Unite 731

Unite 731

Unité 731

Employé de l'Unité 731 posant devant un charnier.

Créée par mandat impérial, l'Unité 731 était une unité militaire de recherche bactériologique de l'Armée impériale japonaise. Officiellement, cette unité dirigée par Shiro Ishii se consacrait « à la prévention des épidémies et la purification de l'eau », mais elle effectuait en réalité des expérimentations sur des cobayes humains comme des vivisections sans anesthésie ou des recherches sur diverses maladies comme la peste, le typhus et le choléra en vue de les utiliser comme armes bactériologiques[1]. Elle est aujourd'hui reconnue comme responsable de crimes de guerre et crimes contre l'humanité.

Sommaire

Un projet secret d'armement bactériologique

Implantée en 1931 à Beiyinhe dans la municipalité de Wuchang, puis à compter de 1936 à Pingfang, deux localités proches de la ville de Harbin en Mandchourie (aujourd'hui province du Heilongjiang en République populaire de Chine), cette unité procédait en pratique à des expériences sur des prisonniers, en majorité coréens, chinois et russes, dont des femmes et des enfants, fournis en grande majorité par la Kempeitai, la police militaire. Avec l'expansion de l'Empire, d'autres unités furent notamment ajoutées dans des villes conquises comme Nankin (unité 1644), Pékin (unité 1855), Qiqihar (unité 516), Xinjing, Canton (unité 8604) et Singapour (unité 9420).

Les activités de l'unité étaient connues au plus haut niveau du gouvernement et des films sur les expérimentations ou les convois de prisonniers ont entre autres été montrés à Hideki Tōjō et au prince Takahito Mikasa, le plus jeune frère de Hirohito, qui y fait référence dans son journal personnel.
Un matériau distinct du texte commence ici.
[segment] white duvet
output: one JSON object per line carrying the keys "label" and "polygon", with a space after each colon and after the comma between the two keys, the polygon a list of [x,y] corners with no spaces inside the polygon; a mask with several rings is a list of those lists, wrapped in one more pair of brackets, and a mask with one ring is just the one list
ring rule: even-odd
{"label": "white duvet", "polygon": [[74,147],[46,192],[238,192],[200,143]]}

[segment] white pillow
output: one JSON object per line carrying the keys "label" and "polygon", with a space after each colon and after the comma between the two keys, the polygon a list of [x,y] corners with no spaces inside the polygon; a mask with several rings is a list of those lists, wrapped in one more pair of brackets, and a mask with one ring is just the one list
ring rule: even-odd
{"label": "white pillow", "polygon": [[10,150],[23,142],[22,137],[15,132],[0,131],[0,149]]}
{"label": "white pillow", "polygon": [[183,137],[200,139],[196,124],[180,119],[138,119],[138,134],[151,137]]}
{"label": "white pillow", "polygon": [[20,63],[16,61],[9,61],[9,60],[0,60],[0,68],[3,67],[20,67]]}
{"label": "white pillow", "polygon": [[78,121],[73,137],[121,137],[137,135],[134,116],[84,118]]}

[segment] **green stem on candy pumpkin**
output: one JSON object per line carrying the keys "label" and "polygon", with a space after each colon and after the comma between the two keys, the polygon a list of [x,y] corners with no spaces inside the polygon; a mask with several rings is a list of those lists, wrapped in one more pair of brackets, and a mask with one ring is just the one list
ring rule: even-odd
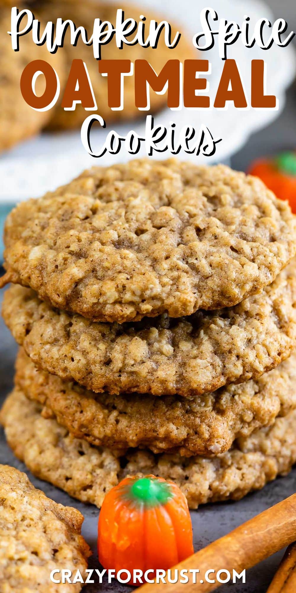
{"label": "green stem on candy pumpkin", "polygon": [[166,505],[173,497],[169,484],[150,476],[136,479],[124,494],[130,502],[145,508]]}

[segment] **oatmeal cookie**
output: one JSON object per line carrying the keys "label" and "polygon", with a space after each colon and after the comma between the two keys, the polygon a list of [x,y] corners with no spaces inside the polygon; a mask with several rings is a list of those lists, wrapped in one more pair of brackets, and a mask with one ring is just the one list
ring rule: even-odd
{"label": "oatmeal cookie", "polygon": [[83,502],[99,506],[104,493],[129,475],[154,474],[173,480],[191,508],[199,504],[237,500],[259,490],[296,461],[296,412],[239,439],[233,448],[213,458],[155,455],[132,451],[117,458],[71,436],[55,420],[43,418],[41,407],[16,389],[0,415],[8,444],[36,476]]}
{"label": "oatmeal cookie", "polygon": [[173,159],[95,167],[7,220],[11,281],[109,322],[229,307],[295,253],[296,218],[255,177]]}
{"label": "oatmeal cookie", "polygon": [[[146,8],[141,7],[140,5],[137,8],[125,3],[110,4],[100,2],[98,4],[89,0],[84,0],[83,2],[77,2],[76,0],[59,0],[59,2],[53,2],[52,0],[50,0],[43,3],[40,8],[40,14],[44,21],[55,22],[60,17],[64,20],[71,19],[76,27],[82,26],[86,29],[89,39],[92,34],[95,18],[100,18],[102,21],[110,21],[115,26],[118,8],[124,11],[126,19],[132,18],[137,22],[140,21],[140,15],[144,14],[146,17],[146,28],[149,27],[150,20],[156,20],[157,23],[160,23],[165,18],[165,17],[157,15],[154,10],[151,12]],[[107,44],[102,46],[102,59],[130,60],[132,62],[136,60],[146,60],[158,74],[168,60],[176,59],[184,62],[185,59],[198,58],[198,52],[194,47],[190,36],[186,35],[186,32],[180,31],[179,26],[174,25],[172,23],[171,24],[172,40],[173,40],[177,31],[182,34],[179,43],[174,49],[170,49],[166,46],[163,40],[163,33],[155,49],[150,46],[141,47],[138,43],[133,46],[123,44],[122,49],[120,49],[117,47],[114,37]],[[130,42],[134,36],[134,33],[128,35],[127,41]],[[85,118],[92,113],[99,114],[107,122],[143,117],[143,115],[149,113],[139,111],[136,107],[133,75],[125,76],[122,81],[124,85],[124,109],[111,110],[108,106],[108,77],[99,73],[99,63],[94,57],[93,46],[85,45],[81,37],[79,38],[77,45],[73,47],[70,43],[69,31],[66,31],[63,47],[59,49],[57,53],[62,53],[65,58],[68,72],[72,60],[78,58],[83,60],[86,65],[98,109],[96,111],[85,111],[81,105],[78,104],[73,111],[64,111],[60,101],[57,107],[52,111],[52,119],[49,124],[50,129],[60,130],[80,127]],[[166,105],[166,93],[157,94],[150,90],[150,113],[157,111]]]}
{"label": "oatmeal cookie", "polygon": [[25,474],[0,465],[0,575],[3,593],[70,593],[81,584],[56,585],[52,570],[85,569],[91,550],[81,535],[83,517],[36,490]]}
{"label": "oatmeal cookie", "polygon": [[296,262],[233,308],[177,320],[99,323],[53,309],[30,288],[4,295],[4,320],[40,368],[93,391],[191,397],[257,380],[296,341]]}
{"label": "oatmeal cookie", "polygon": [[295,253],[295,221],[259,179],[223,165],[96,167],[10,213],[2,284],[94,320],[189,315],[269,285]]}
{"label": "oatmeal cookie", "polygon": [[140,447],[155,453],[213,456],[233,441],[274,423],[296,408],[296,354],[258,381],[223,387],[192,400],[179,396],[96,395],[77,383],[38,370],[22,349],[15,384],[43,406],[44,417],[78,438],[125,452]]}
{"label": "oatmeal cookie", "polygon": [[[45,46],[37,47],[29,34],[20,37],[20,51],[14,51],[7,33],[11,30],[10,14],[8,7],[0,6],[0,151],[37,133],[51,117],[50,110],[35,111],[22,98],[20,81],[25,66],[33,60],[44,60],[59,71],[62,83],[65,76],[62,54],[53,55]],[[44,76],[39,76],[36,84],[37,94],[43,94],[44,89]]]}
Le prince Tsuneyoshi Takeda, cousin de l'empereur, a également visité les installations en qualité d'officier de l'armée du Guandong.

Des armes bactériologiques produites par cette unité ont entre autres été utilisées sur ordre de Hirohito contre les Soviétiques en 1939 et contre les Chinois de 1940 à 1945. Ces ordres étaient transmis par l'intermédiaire du chef d'état-major de l'Armée, en l'occurrence le prince Kotohito Kan'in ou les généraux Hajime Sugiyama et Yoshijiro Umezu.

Shiro Ishii pratiquant une vivisection.

Les cobayes humains de Shiro Ishii

On estime que Shiro Ishii et son équipe ont débuté leurs expériences sur les humains en 1932. Les premiers cobayes étaient des prisonniers condamnés à mort et détenus à la prison de Harbin ou des "résistants" capturés par la Kempeitai. Par la suite, les victimes furent également des soldats chinois, des Russes communistes détenus dans le camp d’Hogoin, des intellectuels, des ouvriers coupables d’agitation, ou simplement des individus soupçonnés de « déloyauté ».

À compter de 1936, avec le déménagement de l'unité à Pingfang, les expérimentations s'étendirent aux femmes et aux enfants et puis, ultérieurement, aux prisonniers de guerre américains détenus au camp de Moukden[a 1].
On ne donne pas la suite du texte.